Flight prices are soaring high these days and people have started travelling more and more these days. We might have often that Flight Prices are so unpredictable. So, I decided to take this challenge and predict the prices of flights using Machine Learning.
The main objective of this project is to create an end to end Machine learning system which predicts the flight of prices based on certain inputs from user:
- Airline
- Arrival Date
- Departure Date
- Source
- Destination
- No. of Stops
Let us first understand the walkthrough of this project in detail.
The dataset originally had 7000 rows and 11 columns where Price was our dependent variables and other features were independent.
- Importing Libraries and Dataset
- Exploratory Data Analysis
- Feature Engineering
- Feature Selection
- Hyperparameter tuning
- Model Building
- Deployment on Heroku
Programming Language: Python
Libraries: Numpy, Pandas, Seaborn, Matplotlib
Tools/IDE: Anaconda navigator, Jupyter Notebook
Model used: Random Forest using Randomized Search CV
Backend: Flask
Deployment: Deployed this model on Heroku
I have written a detailed document on entire project from dataset to the deployment part and published that article on Medium.
Feature Engineering is the most important step in this project as it had many different type of features to play with. One feature was date of journey and I extracted the month and date of journey from that column to create new column using lambda function and datetime. I followed a similar approach for departure time and arrival time and extracted minutes and hours from it.
The features like Airline, Source, Destination and total stops were categorical variables and I applied One Hot encoding (nominal variable) and Label Encoding for ordinal variable(total stops)

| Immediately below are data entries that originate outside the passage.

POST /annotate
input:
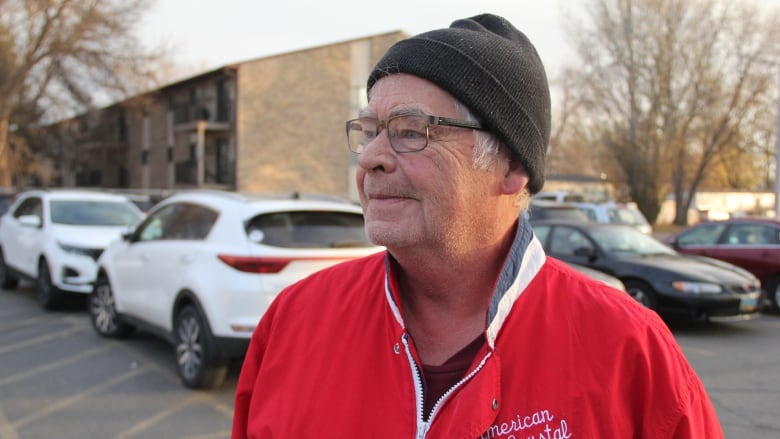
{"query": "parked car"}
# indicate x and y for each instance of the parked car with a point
(204, 266)
(653, 273)
(751, 243)
(616, 213)
(54, 237)
(553, 210)
(600, 276)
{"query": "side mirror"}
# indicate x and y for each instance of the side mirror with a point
(30, 221)
(588, 252)
(127, 233)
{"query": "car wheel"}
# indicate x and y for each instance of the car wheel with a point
(199, 367)
(102, 311)
(773, 291)
(49, 297)
(7, 280)
(641, 292)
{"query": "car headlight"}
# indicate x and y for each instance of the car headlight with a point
(75, 249)
(697, 287)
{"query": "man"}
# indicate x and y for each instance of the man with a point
(462, 328)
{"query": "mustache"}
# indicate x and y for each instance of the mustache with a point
(387, 190)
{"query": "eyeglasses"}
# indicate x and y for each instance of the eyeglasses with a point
(407, 132)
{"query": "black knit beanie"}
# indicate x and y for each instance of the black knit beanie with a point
(493, 69)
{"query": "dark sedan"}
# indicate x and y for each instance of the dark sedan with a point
(653, 273)
(751, 243)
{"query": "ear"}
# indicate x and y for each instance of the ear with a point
(515, 179)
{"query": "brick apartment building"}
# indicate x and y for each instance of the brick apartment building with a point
(273, 124)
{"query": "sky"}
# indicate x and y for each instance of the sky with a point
(208, 34)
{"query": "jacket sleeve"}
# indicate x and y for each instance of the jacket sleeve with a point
(249, 371)
(691, 414)
(698, 417)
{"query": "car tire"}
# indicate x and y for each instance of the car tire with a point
(198, 365)
(102, 311)
(641, 292)
(7, 280)
(48, 296)
(773, 293)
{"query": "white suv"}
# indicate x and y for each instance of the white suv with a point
(54, 237)
(205, 265)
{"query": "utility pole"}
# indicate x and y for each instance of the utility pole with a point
(777, 148)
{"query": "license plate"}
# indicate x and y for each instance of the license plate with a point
(748, 303)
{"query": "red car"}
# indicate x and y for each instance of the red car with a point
(751, 243)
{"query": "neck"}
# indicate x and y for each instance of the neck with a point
(445, 298)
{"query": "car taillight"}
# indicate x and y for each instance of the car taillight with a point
(253, 264)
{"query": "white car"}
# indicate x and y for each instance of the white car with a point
(54, 237)
(204, 266)
(616, 213)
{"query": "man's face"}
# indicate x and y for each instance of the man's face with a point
(434, 197)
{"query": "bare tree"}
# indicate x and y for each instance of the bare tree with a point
(59, 57)
(672, 87)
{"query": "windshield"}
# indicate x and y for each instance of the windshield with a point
(627, 240)
(624, 215)
(94, 213)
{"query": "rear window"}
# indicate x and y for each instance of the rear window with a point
(94, 213)
(309, 229)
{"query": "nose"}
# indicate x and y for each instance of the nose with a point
(377, 154)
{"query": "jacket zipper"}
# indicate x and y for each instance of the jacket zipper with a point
(422, 425)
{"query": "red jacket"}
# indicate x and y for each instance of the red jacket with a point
(566, 357)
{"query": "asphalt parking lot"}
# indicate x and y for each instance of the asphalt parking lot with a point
(58, 379)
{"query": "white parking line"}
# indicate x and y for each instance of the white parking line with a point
(51, 366)
(41, 339)
(64, 403)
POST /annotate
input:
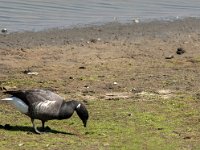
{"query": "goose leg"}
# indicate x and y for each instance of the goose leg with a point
(35, 128)
(43, 127)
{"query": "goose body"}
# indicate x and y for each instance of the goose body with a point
(45, 105)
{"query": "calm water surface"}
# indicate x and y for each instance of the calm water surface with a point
(34, 15)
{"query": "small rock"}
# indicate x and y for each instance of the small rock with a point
(180, 51)
(47, 128)
(7, 127)
(187, 137)
(4, 31)
(71, 78)
(129, 114)
(82, 67)
(115, 83)
(169, 57)
(160, 128)
(93, 40)
(33, 73)
(20, 144)
(9, 87)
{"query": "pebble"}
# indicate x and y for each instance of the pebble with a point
(169, 57)
(180, 51)
(115, 83)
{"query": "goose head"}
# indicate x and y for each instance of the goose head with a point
(82, 113)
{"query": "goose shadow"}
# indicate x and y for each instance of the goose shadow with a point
(30, 130)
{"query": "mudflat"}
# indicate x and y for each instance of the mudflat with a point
(109, 58)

I also performed Feature Selection using ExtraTreesRegressor method and correlation matrix using heatmap to visualize the important features which contributed to the target variable.
After building the model using Random Forest, I performed some hyper parameter tuning due to which accuracy got increased by 4%.
The last step was deployment and its steps are as follows:
- Create model and the pkl file.
- Create app.py using flask
- Create templates folder to store your html file.
- Create requirements.txt file: pip freeze > requirements.txt
- Create procfile
- Create account on Heroku and connect with github.
One of the major challenges in this project was during Feature Engineering where I had to work on date time variables and extract date, month from that column and create a new column.
I used lambda function and apply function to extract that datetime functions present in python.